Le 09/06/2026 à 19:19, Andrew Lamb a écrit :
I don't understand how it's useful:
1) At this point it's too late, the Parquet file was written already, so
this is not solving the user's problem of "how do I choose a safe
feature set".
In my mind, the format version is exactly a shared vocabulary for readers
and writers to agree on a safe feature set.
For example if a writer wants to ensure Spark 4.0 can read their files, (I
am making up version numbers), they look up and find that spark supports
features in parquet-format 2.11 and restrict themselves to just those
features.
What if Spark supports some features from 2.12, but doesn't support all
the features from 2.11 (or even 2.6), for example?
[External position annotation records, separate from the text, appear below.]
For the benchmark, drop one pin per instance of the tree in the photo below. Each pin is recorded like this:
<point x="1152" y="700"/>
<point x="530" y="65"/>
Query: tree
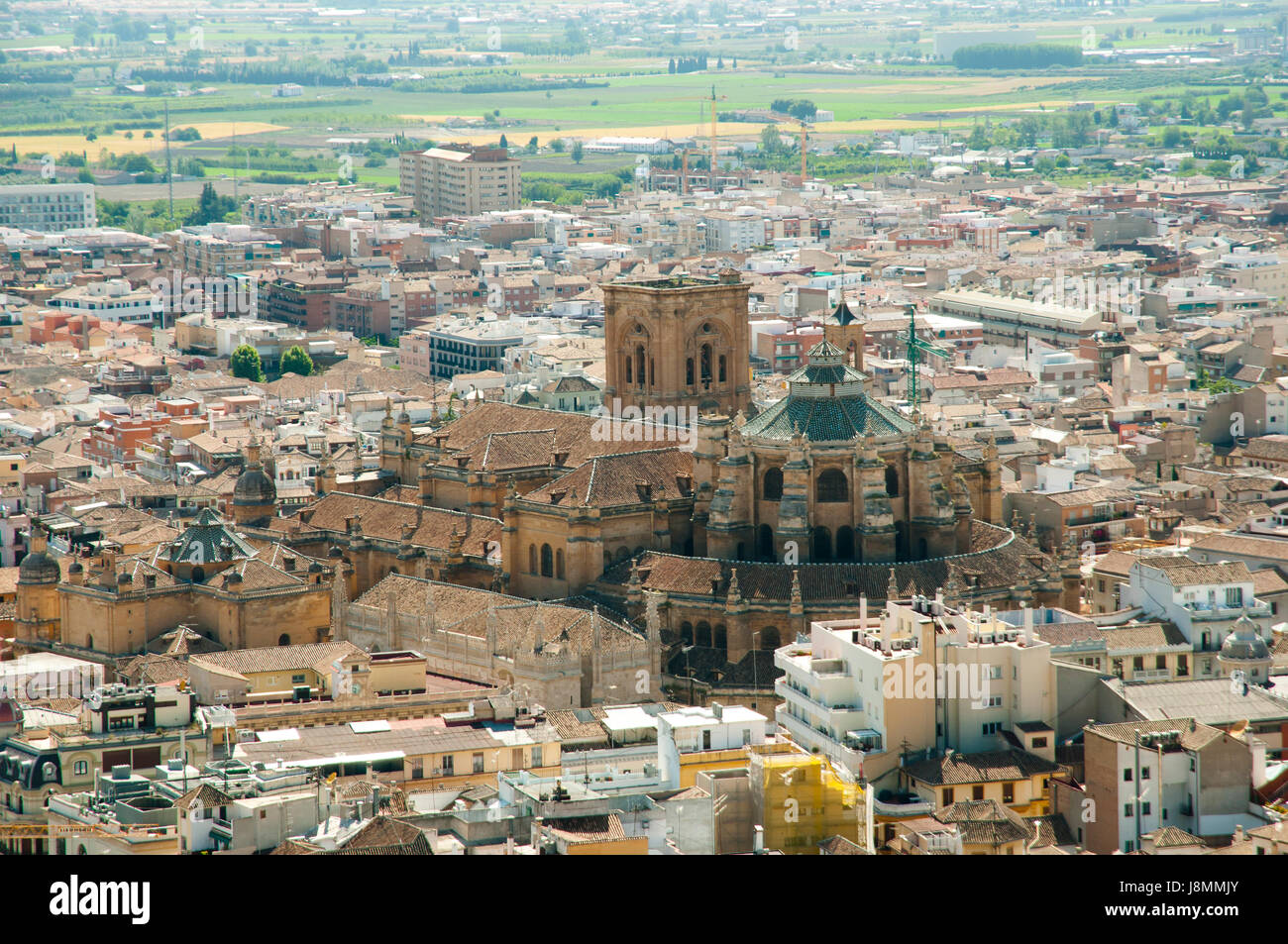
<point x="296" y="361"/>
<point x="245" y="364"/>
Historically it's been quite common to have this kind of jagged feature
adoption where implementations do not necessarily implement features in
the chronological order of their appearance in parquet-format. Just
because something is in parquet-format doesn't mean it will get wide
adoption.
(perhaps some Parquet readers still don't implement modular encryption,
for example? and let's not talk about INT96 timestamps or LZO
compression...)
2) Let's say Parquet 2.34 introduces features A and B. Let's also say a
Parquet reader implements feature A but not feature B. What should this
reader do if you give it a file that has version 2.34 recorded in the
metadata? Should it error out (but perhaps the file only uses feature
A)? Or should it not error out (but perhaps the file uses feature B)?
I would suggest:
1. Basic readers: error out (simplest to code, and easiest to explain the
behavior, even though some readable files may be rejected), with a user
defined "ignore version" field
2. Advanced readers: try and check the file for features in 2.34 that it
doesn't support (e.g. the use of the new ALP encoding) and error if present
Readers *already* error out when then encounter an unknown encoding in a
column they are asked to reader. What do we gain by having them *also*
check a version number?
For more advanced uscases and readers without complete support, the writer
could do more nuanced research about what extra flags / features to enable
This is the statu quo, and it doesn't work well as users generally
settle on the conservative defaults exposed by mainstream writers.
The problem I think we're trying to solve is to make it easier and safer
for users to enable modern features that produce more optimized and more
efficient Parquet files.
We can probably come up with other more precise ways to communicate
individual feature support (feature buckets, feature matrices, etc) but
they all seem complicated (and require non trivial consensus on what
constitutes "major features", for example)
I agree with the "non-trivial consensus" problem, and that's the point
of calendar-based presets: they eschew the need for "non-trivial
consensus" as they are based on actual adoption. :-)
Regards
Antoine.